CN220397370U - LED lamp panel - Google Patents

Abstract

An LED lamp panel includes a housing having a rectangular light exit window, including an arched reflector and a light source assembly mounted on the housing across the rectangular light exit window. The light source assembly includes a light guide plate having a first major surface and a second major surface, and four sides extending between the two major surfaces, wherein two opposing sides are directly or indirectly coupled to the housing, the first major surface facing the arched reflector; the LED light source is arranged at the side edge of the light guide plate; and a reflecting sheet disposed between the light guide plate and the arched reflector and covering the first main surface of the light guide plate; the reflection sheet has a transmission portion. In the working state, the light source component directly projects outside the LED lamp panel through the second main surface, projects to the arched reflector through the transmission part of the reflecting sheet, and reflects at least part of light rays out of the rectangular light outlet window through the arched reflector.

Description

LED lamp panel

Technical Field

The present disclosure relates to LED lamp panels, and more particularly to an embedded mounted trough LED lamp panel that replaces conventional grille lamps.

Background

With the development of LED technology, many groove-type LED lamp panels or panel lamps have been used to replace the conventional embedded-type grille fluorescent lamps. The industry classifies these products into direct and indirect lighting fixtures according to the path of travel of the light.
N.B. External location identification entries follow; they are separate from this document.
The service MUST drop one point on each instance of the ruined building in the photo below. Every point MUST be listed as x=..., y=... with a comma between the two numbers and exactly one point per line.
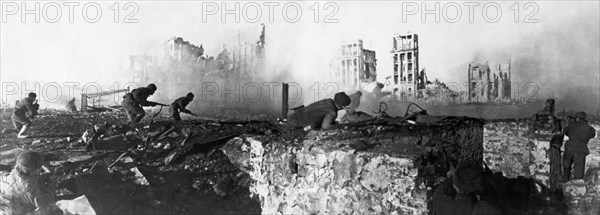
x=141, y=67
x=487, y=85
x=184, y=63
x=407, y=79
x=355, y=66
x=179, y=51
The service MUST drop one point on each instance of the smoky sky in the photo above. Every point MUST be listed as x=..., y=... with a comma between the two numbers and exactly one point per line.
x=559, y=53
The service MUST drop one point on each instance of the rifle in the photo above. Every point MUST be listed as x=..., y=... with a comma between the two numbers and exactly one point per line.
x=161, y=105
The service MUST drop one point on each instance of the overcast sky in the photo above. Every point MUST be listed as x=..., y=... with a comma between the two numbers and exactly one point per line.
x=560, y=51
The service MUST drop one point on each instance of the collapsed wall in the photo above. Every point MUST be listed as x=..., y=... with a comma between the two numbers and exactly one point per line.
x=371, y=169
x=510, y=150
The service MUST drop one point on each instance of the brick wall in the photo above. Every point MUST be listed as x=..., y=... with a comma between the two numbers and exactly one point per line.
x=508, y=150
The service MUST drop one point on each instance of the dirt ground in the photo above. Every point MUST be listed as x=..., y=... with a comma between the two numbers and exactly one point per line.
x=201, y=181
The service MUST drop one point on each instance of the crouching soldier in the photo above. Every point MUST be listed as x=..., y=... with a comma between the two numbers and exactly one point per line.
x=576, y=149
x=133, y=102
x=179, y=106
x=321, y=114
x=24, y=190
x=19, y=117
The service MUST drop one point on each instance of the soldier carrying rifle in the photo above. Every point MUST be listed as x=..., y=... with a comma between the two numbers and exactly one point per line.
x=179, y=106
x=133, y=102
x=20, y=120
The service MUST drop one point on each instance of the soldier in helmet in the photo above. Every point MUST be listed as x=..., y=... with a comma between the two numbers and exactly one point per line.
x=179, y=106
x=19, y=117
x=133, y=102
x=24, y=190
x=576, y=149
x=321, y=114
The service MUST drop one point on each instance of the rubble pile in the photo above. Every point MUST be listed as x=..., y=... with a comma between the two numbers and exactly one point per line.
x=365, y=170
x=122, y=169
x=511, y=149
x=254, y=166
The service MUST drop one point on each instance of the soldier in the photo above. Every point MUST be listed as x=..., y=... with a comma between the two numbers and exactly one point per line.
x=133, y=102
x=24, y=190
x=355, y=102
x=179, y=106
x=19, y=118
x=576, y=149
x=321, y=114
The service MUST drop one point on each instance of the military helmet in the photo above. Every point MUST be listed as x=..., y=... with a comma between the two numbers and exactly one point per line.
x=342, y=99
x=152, y=87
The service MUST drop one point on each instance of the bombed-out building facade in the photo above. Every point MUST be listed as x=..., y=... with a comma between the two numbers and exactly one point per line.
x=487, y=84
x=408, y=81
x=355, y=66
The panel lamp generally adopts an LED light source with a light guide plate matched with a side edge, the thickness of the lamp body is thinner, and the thickness of the lamp with the area of 600mm is generally about 20-30 mm. The light rays are directly emitted from the light emitting surface of the lamp, the light distribution of the emitted light is close to Lambertian (Lambertian) distribution, and the glare degree is high. We refer to such fixtures as direct-lit fixtures.

The indirect luminous groove type LED lamp panel is provided with one or more arched or conical reflecting covers, the LED light source emits light towards the reflecting covers, and the light leaves the lamp panel after being reflected by the reflecting covers. The lamp is characterized in that the surface of the reflector is a diffusion surface, light beams are emitted after being diffusely reflected by the reflection surface, the visual effect of human eyes is more comfortable, but UGR value is not low. Meanwhile, because the optical cavity is lengthened by the reflection path, the thickness of the lamp is large, the thickness of the lamp with the area of 600mm is about 140-160mm, and the installation is difficult, so that the application of the lamp is limited.
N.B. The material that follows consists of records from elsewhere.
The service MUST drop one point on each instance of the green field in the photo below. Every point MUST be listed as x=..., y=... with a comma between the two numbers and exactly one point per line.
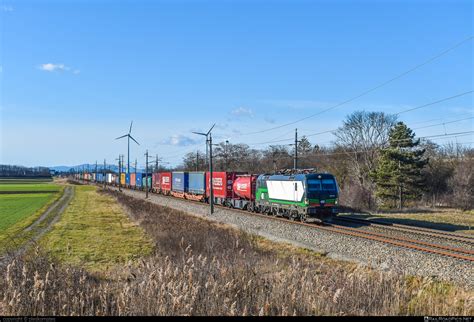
x=17, y=207
x=95, y=232
x=20, y=210
x=28, y=187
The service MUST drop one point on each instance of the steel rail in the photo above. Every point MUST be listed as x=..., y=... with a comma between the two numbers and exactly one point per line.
x=434, y=249
x=408, y=228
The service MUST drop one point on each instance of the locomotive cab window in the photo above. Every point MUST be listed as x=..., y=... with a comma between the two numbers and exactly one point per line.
x=317, y=185
x=328, y=185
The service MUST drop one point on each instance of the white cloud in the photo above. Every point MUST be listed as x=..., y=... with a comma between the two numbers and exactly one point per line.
x=180, y=140
x=6, y=8
x=242, y=112
x=50, y=67
x=270, y=119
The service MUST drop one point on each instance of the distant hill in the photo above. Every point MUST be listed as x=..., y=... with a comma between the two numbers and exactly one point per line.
x=88, y=167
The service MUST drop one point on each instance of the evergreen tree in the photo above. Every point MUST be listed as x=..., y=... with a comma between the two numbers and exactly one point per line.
x=304, y=146
x=399, y=173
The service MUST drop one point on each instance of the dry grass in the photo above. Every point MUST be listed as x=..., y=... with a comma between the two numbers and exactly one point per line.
x=202, y=268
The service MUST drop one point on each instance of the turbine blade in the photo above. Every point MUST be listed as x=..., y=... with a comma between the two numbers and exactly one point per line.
x=133, y=139
x=211, y=129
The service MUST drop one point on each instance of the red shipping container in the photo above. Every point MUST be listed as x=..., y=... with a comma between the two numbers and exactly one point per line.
x=156, y=181
x=244, y=187
x=165, y=181
x=222, y=184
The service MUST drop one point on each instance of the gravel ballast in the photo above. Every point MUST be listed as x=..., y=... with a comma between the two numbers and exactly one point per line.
x=367, y=252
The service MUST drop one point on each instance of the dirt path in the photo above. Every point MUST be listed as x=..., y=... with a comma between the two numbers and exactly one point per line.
x=44, y=223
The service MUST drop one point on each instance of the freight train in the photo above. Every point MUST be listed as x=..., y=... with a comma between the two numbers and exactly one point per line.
x=296, y=195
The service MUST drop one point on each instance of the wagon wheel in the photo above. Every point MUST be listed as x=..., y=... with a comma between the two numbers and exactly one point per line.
x=303, y=217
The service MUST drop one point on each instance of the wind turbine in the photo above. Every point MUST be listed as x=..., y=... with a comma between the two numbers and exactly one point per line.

Some have attempted to combine the two, but the ratio of direct and indirect luminescence is difficult to control, either the light distribution is not uniform or the glare index is not high, e.g. UGR (Unified Glare Rating, unified glare value) is difficult to reach 19.
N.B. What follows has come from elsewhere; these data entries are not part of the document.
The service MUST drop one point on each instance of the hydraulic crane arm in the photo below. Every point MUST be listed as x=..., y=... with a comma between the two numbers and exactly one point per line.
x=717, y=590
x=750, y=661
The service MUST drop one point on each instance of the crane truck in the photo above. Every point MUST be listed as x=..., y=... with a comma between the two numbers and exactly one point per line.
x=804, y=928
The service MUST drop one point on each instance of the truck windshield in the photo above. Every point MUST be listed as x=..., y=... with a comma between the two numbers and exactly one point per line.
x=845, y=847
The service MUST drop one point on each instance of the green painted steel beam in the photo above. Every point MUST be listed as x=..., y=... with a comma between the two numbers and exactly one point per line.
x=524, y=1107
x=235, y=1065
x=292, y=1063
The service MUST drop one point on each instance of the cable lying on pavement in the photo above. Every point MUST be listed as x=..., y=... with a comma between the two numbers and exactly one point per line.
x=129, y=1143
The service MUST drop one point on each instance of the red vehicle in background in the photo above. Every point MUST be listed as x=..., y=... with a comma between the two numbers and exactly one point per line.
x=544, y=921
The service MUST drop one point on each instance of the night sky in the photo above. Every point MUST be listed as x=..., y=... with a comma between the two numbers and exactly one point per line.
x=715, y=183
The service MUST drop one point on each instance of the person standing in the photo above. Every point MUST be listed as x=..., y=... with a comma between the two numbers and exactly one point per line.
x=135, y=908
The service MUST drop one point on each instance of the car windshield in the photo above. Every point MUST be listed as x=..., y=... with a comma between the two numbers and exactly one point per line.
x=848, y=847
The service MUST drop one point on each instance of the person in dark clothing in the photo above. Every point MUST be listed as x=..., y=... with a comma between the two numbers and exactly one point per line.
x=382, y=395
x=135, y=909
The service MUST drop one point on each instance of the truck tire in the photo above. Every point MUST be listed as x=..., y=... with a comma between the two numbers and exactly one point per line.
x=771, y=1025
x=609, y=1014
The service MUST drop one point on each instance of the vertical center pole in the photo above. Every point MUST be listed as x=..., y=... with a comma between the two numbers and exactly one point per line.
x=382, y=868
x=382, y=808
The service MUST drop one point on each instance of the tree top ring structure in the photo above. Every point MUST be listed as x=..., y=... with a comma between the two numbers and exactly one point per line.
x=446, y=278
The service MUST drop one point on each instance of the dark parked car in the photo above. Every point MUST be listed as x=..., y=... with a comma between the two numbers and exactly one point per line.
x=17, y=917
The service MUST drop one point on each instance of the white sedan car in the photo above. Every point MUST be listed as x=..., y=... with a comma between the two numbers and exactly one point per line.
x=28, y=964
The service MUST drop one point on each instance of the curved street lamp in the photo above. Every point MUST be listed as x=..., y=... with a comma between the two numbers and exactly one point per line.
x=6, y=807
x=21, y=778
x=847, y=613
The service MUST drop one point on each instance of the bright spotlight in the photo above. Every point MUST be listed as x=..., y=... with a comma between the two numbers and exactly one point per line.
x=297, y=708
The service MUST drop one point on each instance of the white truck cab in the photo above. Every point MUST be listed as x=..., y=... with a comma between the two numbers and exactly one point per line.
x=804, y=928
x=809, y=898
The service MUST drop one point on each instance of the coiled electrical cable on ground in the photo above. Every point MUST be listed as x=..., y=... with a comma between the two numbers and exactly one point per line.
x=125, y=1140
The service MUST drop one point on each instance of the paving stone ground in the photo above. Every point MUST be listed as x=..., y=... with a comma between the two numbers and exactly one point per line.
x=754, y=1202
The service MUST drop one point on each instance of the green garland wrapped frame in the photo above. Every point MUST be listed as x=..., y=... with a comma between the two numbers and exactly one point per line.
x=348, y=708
Therefore, it would be welcomed by users to develop LED lamp panels with thinner lamp bodies and strong anti-glare capabilities.

Disclosure of Invention

The present disclosure seeks to provide an LED light panel comprising, a housing having a rectangular light exit window comprising an arched reflector; and a light source assembly mounted on the housing across the rectangular light exit window. The light source assembly includes: a light guide plate having a first major surface and a second major surface, and four sides extending between the first and second major surfaces, wherein two opposing sides are directly or indirectly coupled to the housing, the first major surface facing the arched reflector; an LED light source disposed on at least one side of the light guide plate, light emitted from the LED light source being coupled into the light guide plate in an operating state; and a reflecting sheet disposed between the light guide plate and the arched reflector and covering the first main surface of the light guide plate. The reflector plate is provided with a transmission part, so that in a working state, the light source assembly directly projects a first part of light outside the LED lamp panel through the second main surface, projects a second part of light to the arched reflector through the transmission part of the reflector plate, and reflects at least a part of the second part of light out of the rectangular light-emitting window through the arched reflector. The LED lamp panel has direct and indirect light emission, and can properly reduce the depth of the light mixing cavity, so that the overall thickness of the lamp is thinner.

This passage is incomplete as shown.